Çin’ in Doğu Türkistan bölgesinde bulunan Aksu sancağının Sayram kasabasında doğmuştur. Soyu Hz. Ali ‘nin oğlu Muhammed Hanefiye kadar uzanır. Yedi yaşında yetim kaldı. Küçük yaşta iken Türkistan’ın şehirlerinden Yesi’ ye yerleşti. Bunun için de Yesevi lakabıyla anılır. Ahmed Yesevi’ nin burada Aslan Baba ‘nın teveccüh ve hayır duasına mazhar olduğu rivayet edilir.

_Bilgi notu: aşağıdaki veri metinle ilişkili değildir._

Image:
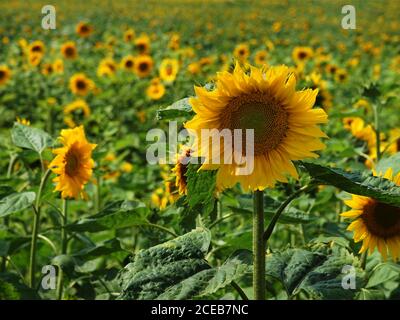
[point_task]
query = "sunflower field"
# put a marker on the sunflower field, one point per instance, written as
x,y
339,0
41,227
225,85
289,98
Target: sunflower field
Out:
x,y
104,194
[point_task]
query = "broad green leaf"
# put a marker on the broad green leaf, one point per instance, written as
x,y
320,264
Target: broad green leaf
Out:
x,y
181,108
16,202
358,183
319,273
207,282
117,215
30,138
382,273
156,269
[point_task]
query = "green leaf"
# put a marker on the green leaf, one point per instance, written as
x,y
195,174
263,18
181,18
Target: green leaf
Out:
x,y
201,187
363,184
16,202
318,273
156,269
382,273
30,138
119,214
181,108
209,281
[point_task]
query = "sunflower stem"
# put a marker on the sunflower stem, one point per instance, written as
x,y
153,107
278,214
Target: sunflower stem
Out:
x,y
258,247
64,242
35,230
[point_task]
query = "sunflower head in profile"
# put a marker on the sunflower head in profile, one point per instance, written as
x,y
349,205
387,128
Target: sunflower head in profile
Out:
x,y
128,63
283,120
129,35
169,69
302,54
5,75
143,66
73,163
241,52
376,224
80,84
156,90
69,51
84,29
180,170
142,44
37,47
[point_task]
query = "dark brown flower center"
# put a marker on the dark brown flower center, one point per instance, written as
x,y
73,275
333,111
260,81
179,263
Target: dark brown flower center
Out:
x,y
382,220
260,112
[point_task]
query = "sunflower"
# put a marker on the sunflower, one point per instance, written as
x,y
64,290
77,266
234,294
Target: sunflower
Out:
x,y
169,69
241,52
180,170
260,58
80,84
142,44
128,63
37,47
70,108
84,29
5,74
285,125
302,54
73,163
69,50
376,224
156,90
143,65
129,35
107,67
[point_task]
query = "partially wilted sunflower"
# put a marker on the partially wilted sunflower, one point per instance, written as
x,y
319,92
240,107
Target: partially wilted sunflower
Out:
x,y
5,75
180,170
37,47
69,50
128,63
241,52
80,84
284,122
84,29
376,224
143,66
169,69
142,44
302,54
73,163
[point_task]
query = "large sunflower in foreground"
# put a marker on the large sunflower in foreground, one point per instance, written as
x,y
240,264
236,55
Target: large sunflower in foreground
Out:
x,y
73,163
376,224
284,122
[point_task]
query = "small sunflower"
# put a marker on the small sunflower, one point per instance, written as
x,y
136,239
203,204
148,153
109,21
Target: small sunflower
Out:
x,y
376,224
73,163
128,63
241,52
5,75
156,90
69,50
302,54
84,29
143,66
80,84
169,69
142,44
284,122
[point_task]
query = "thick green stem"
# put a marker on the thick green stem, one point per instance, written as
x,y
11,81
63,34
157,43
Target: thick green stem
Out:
x,y
64,242
377,132
258,247
282,207
35,230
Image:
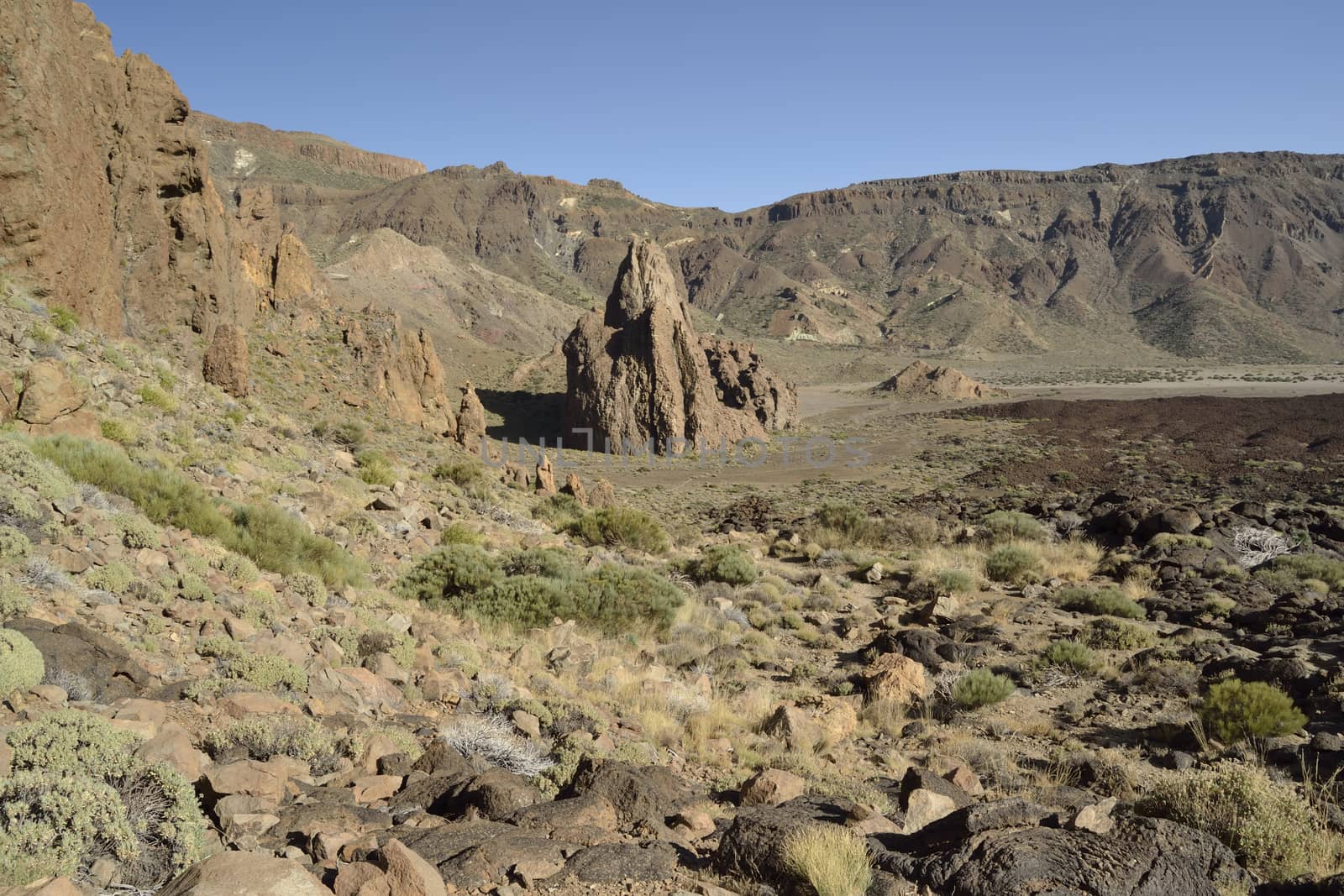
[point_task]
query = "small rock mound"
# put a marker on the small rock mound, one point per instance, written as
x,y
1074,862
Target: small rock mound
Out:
x,y
918,380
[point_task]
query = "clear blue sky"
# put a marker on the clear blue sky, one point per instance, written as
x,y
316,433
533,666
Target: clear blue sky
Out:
x,y
738,103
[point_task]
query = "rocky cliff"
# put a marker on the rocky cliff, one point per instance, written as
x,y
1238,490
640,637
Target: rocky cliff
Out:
x,y
107,199
1233,255
640,371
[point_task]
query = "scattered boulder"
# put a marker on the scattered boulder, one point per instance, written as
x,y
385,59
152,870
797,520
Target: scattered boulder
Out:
x,y
239,873
772,786
403,369
920,380
46,401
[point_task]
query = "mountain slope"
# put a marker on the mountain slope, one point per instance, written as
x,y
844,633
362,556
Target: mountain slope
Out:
x,y
1234,255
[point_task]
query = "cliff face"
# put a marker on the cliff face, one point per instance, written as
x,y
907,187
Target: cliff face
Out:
x,y
640,371
1230,255
239,140
105,195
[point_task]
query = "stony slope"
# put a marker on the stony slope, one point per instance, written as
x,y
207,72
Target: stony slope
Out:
x,y
1236,255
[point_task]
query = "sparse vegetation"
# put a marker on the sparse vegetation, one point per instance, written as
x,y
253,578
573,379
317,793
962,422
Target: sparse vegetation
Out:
x,y
620,527
1104,602
981,688
262,532
1267,824
1236,710
832,860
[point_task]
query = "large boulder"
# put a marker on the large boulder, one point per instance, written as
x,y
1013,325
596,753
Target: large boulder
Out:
x,y
105,181
245,875
45,401
470,419
226,360
402,369
640,372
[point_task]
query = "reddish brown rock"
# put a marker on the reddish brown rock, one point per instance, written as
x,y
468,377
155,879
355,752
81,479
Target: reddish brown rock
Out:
x,y
50,403
575,486
470,418
642,374
544,476
104,181
403,369
226,360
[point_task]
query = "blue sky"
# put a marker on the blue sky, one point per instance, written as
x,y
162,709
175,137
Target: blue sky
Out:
x,y
738,103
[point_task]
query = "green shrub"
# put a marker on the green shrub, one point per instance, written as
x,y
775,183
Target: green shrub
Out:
x,y
262,532
1236,710
620,600
1310,566
94,757
460,473
981,688
138,532
1267,824
57,825
620,527
1115,634
64,320
344,432
13,602
956,582
449,573
1070,654
524,600
268,672
831,859
1012,524
74,741
558,510
20,464
113,578
1102,602
1012,564
308,589
156,396
375,468
118,430
842,526
13,544
20,663
461,533
194,587
553,563
725,563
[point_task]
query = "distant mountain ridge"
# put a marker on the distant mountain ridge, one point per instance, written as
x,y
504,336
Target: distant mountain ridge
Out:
x,y
1229,255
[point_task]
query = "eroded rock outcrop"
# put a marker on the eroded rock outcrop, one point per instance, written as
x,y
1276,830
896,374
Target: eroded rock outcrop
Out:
x,y
104,181
402,369
226,360
642,372
470,418
44,399
920,380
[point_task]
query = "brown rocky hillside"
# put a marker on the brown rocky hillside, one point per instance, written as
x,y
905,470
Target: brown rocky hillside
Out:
x,y
1236,255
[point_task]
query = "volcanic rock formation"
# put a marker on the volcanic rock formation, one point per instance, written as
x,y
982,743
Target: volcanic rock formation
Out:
x,y
642,371
918,380
403,369
104,181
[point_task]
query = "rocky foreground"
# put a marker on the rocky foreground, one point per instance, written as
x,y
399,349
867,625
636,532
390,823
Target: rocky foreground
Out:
x,y
262,647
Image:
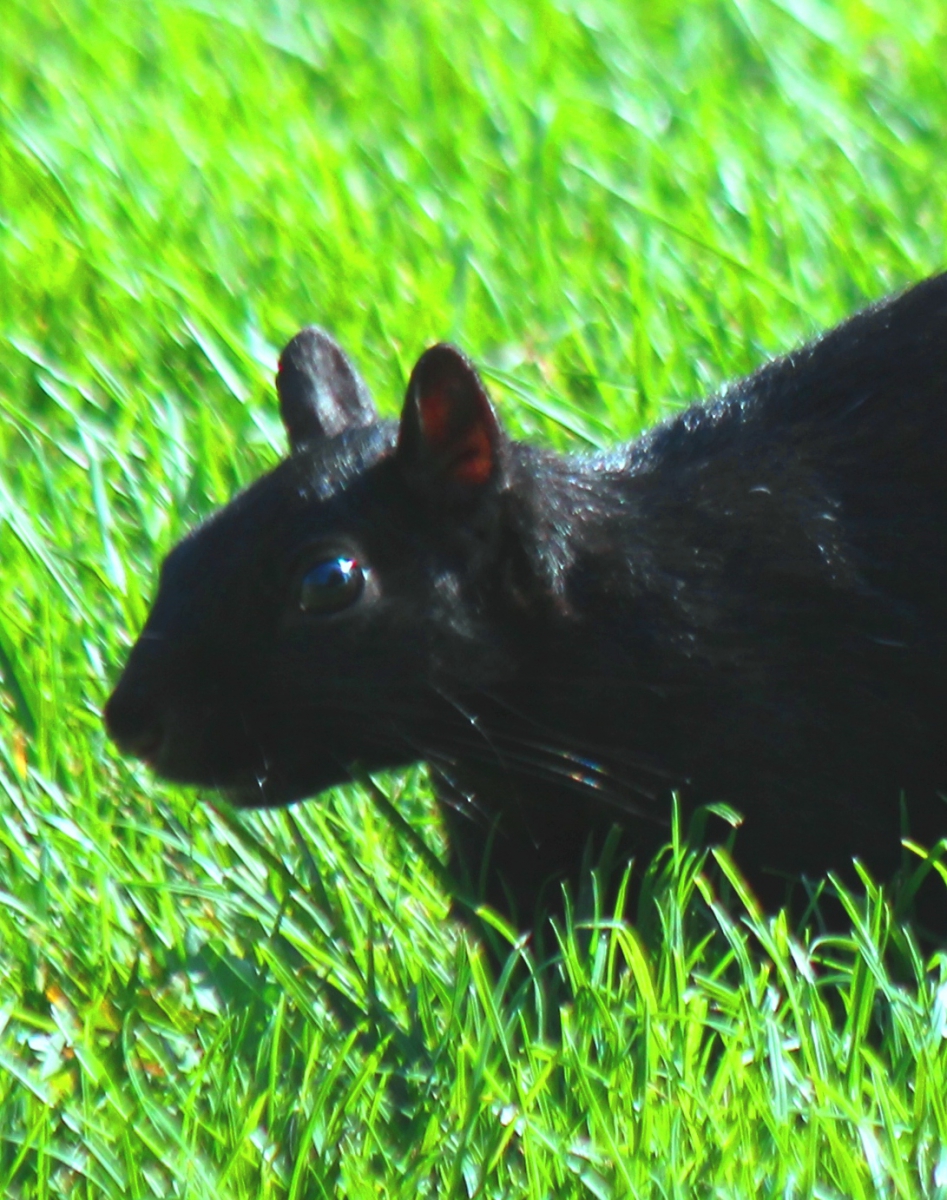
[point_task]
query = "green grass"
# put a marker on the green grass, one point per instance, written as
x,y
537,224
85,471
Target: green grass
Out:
x,y
613,208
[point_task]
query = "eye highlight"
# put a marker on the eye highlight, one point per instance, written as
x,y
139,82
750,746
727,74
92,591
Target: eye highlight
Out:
x,y
331,585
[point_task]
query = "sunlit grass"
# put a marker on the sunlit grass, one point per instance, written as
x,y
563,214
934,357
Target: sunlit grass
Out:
x,y
613,208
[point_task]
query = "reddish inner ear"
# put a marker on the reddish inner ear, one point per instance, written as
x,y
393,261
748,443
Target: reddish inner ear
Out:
x,y
469,451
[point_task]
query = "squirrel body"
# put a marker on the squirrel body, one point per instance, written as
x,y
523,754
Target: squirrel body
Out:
x,y
748,605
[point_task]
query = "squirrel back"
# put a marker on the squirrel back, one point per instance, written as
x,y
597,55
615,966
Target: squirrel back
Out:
x,y
748,605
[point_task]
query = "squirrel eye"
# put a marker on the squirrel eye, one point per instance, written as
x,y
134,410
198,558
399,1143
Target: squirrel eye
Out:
x,y
331,585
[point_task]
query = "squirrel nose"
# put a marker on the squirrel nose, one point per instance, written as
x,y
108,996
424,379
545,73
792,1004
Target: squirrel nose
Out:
x,y
133,725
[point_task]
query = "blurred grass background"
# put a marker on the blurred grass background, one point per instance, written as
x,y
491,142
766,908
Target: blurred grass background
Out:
x,y
613,208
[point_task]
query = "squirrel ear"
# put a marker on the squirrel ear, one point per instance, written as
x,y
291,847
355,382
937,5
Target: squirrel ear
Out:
x,y
321,393
449,433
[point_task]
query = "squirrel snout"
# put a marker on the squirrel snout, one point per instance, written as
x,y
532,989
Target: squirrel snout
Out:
x,y
133,725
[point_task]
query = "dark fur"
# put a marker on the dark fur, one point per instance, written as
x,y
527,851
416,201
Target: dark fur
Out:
x,y
749,604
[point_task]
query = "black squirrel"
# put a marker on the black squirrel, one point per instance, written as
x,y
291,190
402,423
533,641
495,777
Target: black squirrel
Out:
x,y
747,605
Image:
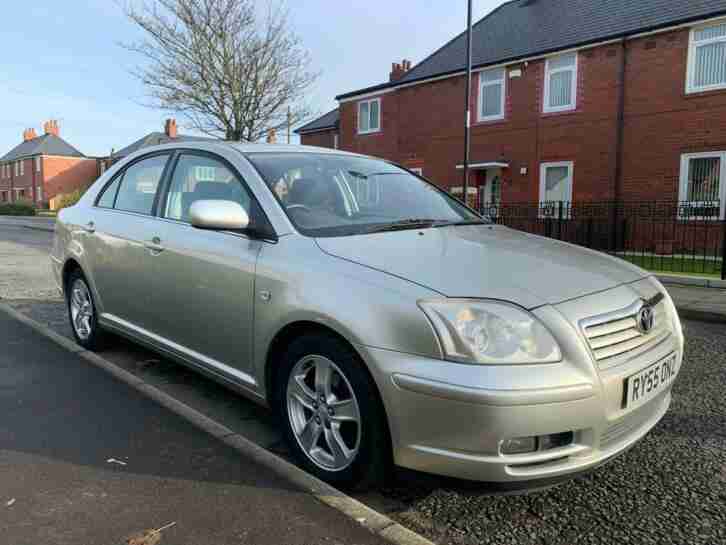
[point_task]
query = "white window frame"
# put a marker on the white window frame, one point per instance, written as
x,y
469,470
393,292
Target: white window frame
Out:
x,y
546,108
570,165
683,182
483,83
360,106
691,71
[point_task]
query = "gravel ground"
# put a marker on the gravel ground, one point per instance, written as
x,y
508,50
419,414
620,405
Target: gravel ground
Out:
x,y
669,488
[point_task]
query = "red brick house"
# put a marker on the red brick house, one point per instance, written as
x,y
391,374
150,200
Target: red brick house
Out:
x,y
574,100
42,167
323,131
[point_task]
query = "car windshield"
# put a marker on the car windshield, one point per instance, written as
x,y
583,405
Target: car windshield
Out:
x,y
327,195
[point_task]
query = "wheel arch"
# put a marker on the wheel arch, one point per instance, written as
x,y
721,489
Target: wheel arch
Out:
x,y
297,329
69,266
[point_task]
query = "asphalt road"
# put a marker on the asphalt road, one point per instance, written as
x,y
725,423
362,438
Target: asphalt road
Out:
x,y
24,263
63,420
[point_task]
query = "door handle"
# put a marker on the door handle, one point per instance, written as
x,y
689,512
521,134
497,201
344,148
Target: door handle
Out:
x,y
154,245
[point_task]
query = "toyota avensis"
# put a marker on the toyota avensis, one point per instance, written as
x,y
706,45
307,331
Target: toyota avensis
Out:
x,y
381,319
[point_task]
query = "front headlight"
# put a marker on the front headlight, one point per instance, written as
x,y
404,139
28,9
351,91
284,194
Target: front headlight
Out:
x,y
490,332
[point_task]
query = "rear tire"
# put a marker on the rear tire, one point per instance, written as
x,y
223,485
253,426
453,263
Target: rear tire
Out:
x,y
82,312
332,418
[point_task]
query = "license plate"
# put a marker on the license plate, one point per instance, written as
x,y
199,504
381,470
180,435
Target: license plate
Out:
x,y
646,384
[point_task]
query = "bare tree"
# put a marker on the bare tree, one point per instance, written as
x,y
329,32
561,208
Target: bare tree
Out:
x,y
229,71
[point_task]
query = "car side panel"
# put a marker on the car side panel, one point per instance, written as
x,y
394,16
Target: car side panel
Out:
x,y
297,282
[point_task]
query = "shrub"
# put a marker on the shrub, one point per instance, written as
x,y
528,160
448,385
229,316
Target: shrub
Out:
x,y
17,209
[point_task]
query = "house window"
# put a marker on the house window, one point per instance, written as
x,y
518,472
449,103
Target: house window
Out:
x,y
369,116
702,190
492,92
561,83
555,186
707,59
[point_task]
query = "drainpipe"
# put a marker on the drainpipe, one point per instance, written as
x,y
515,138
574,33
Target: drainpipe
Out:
x,y
467,128
621,124
618,174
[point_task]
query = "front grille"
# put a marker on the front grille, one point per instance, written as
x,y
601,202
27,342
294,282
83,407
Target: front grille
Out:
x,y
615,337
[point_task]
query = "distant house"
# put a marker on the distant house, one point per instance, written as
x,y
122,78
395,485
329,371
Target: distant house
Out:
x,y
42,167
169,135
323,131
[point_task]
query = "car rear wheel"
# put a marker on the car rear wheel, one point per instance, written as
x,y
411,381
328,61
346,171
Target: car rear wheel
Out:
x,y
332,417
82,312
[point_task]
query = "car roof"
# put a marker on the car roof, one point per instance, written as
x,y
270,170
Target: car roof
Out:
x,y
244,148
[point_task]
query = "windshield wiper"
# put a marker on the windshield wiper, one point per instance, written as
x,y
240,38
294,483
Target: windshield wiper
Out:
x,y
410,223
464,222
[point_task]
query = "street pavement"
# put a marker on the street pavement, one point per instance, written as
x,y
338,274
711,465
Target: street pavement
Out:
x,y
24,263
84,459
670,488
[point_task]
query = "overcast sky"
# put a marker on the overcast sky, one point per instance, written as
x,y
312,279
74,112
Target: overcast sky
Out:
x,y
62,60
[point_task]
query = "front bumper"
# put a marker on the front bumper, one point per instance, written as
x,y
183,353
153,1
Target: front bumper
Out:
x,y
449,419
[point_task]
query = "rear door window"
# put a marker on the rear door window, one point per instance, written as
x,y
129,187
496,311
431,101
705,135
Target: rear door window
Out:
x,y
139,185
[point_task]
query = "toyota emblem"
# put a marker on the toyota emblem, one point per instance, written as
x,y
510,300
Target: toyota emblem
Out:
x,y
645,319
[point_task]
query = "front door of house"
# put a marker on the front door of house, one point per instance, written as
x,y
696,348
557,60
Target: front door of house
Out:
x,y
490,193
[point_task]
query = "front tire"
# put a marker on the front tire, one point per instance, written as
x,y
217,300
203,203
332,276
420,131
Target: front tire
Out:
x,y
333,420
82,312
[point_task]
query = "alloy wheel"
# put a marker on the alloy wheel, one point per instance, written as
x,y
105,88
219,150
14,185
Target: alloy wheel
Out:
x,y
81,309
324,413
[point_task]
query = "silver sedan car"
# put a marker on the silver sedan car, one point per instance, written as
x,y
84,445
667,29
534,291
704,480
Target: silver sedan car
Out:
x,y
382,320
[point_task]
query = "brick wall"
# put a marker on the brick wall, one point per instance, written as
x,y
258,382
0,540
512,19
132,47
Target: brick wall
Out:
x,y
662,121
323,139
66,174
18,187
422,125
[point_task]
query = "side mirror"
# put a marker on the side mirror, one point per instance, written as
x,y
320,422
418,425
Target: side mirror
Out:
x,y
218,215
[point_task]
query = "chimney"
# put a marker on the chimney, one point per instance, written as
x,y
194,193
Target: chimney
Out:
x,y
51,127
398,70
170,128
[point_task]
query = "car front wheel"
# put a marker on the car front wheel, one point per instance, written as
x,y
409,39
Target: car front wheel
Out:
x,y
82,312
333,419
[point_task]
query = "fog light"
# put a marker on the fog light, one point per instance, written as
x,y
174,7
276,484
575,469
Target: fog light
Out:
x,y
555,440
520,445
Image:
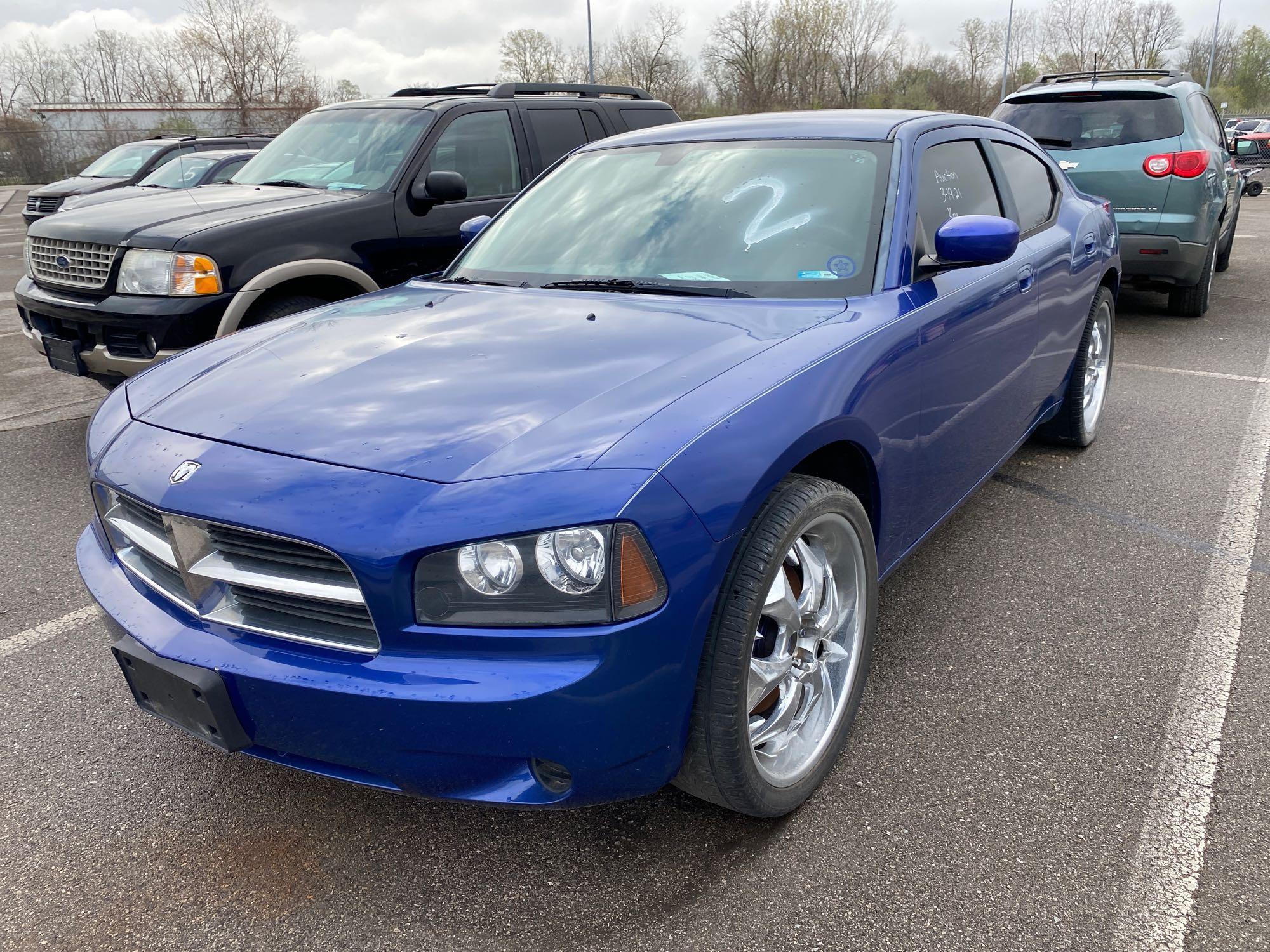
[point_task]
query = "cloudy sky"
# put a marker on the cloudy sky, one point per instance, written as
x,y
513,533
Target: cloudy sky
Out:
x,y
383,45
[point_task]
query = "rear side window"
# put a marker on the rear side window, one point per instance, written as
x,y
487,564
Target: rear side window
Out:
x,y
647,119
953,181
558,131
1029,183
1094,120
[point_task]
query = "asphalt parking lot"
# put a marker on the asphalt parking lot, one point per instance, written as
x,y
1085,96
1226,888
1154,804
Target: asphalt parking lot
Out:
x,y
1065,743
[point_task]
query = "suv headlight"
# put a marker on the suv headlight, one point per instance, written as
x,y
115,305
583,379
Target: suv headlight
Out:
x,y
171,274
581,576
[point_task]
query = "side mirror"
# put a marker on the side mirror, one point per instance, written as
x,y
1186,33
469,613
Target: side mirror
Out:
x,y
473,228
975,239
440,187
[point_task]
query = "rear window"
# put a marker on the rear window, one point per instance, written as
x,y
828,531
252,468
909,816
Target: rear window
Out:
x,y
1094,120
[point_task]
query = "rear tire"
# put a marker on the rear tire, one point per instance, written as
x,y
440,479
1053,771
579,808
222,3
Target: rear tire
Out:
x,y
774,700
1224,257
1078,421
272,310
1193,301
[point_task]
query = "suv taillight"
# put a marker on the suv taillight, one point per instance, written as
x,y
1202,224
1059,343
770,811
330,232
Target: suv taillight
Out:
x,y
1187,166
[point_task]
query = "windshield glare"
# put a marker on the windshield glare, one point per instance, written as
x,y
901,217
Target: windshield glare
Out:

Aslan Baba Sahabilerin ileri gelenlerindendir. Bir rivayete göre dörtyüz, bir rivayete göre yediyüz sene yaşamıştır. Peygamberimizin savaşlarından birinde aç kalan sahabiler, Resulullah’ın huzuruna geldiler. Biraz yiyecek istediler. Peygamberimiz dua edince Hz. Cebrail, Cennetten bir tabak hurma getirdi, fakat o hurmalardan bir tanesi yere düştü. Hz. Cebrail dedi ki: “Bu hurma sizin ümmetinizden Ahmed Yesevi adlı birisinin kısmetidir.”
Her emanetin sahibine verilmesini gerektiğinden, Resulullah (s.a.v.) içlerinden birisinin bu vazifeyi üzerine alarak emaneti sahibine ulaştırmasını istedi. Kimseden ses çıkmayınca Aslan Baba(Selman- ı Farisi (R.A.)) bunu üstlendi. Resulullah eliyle o hurmayı Aslan Baba’nın ağzına attı ve mübarek tükürüklerinden de ihsan etti. Hemen hurma üzerinde bir perde zahir oldu. Resulullah, Aslan Baba’ya Ahmed Yesevi’yi nasıl bulacağını anlattı ve onun terbiyesiyle meşgul olmasını istedi.
Aslan Baba Yesi’ye gelmiş, fevkalade bir şekilde Ahmed Yesevi’yi bulmuş ve emanet hurmayı kendisine vermiştir.
Ahmed Yesevi ilk tahsilinden sonra Buhara’ya gelerek Şeyh Yusuf Hemedani’ te bağlandı.
Şeyhinin vefatından sonra halifeleri sırasıyla hilafet makamına geçtiler. Sıra kendisine geldiğinde bu vazifeyi Ahmed Yesevi üstlendi. Bir müddet sonra yerini ve müridlerini Hoca Abdulhalık Gucdüvani’ ye bırakerak tekrar Yesi’ ye döndü.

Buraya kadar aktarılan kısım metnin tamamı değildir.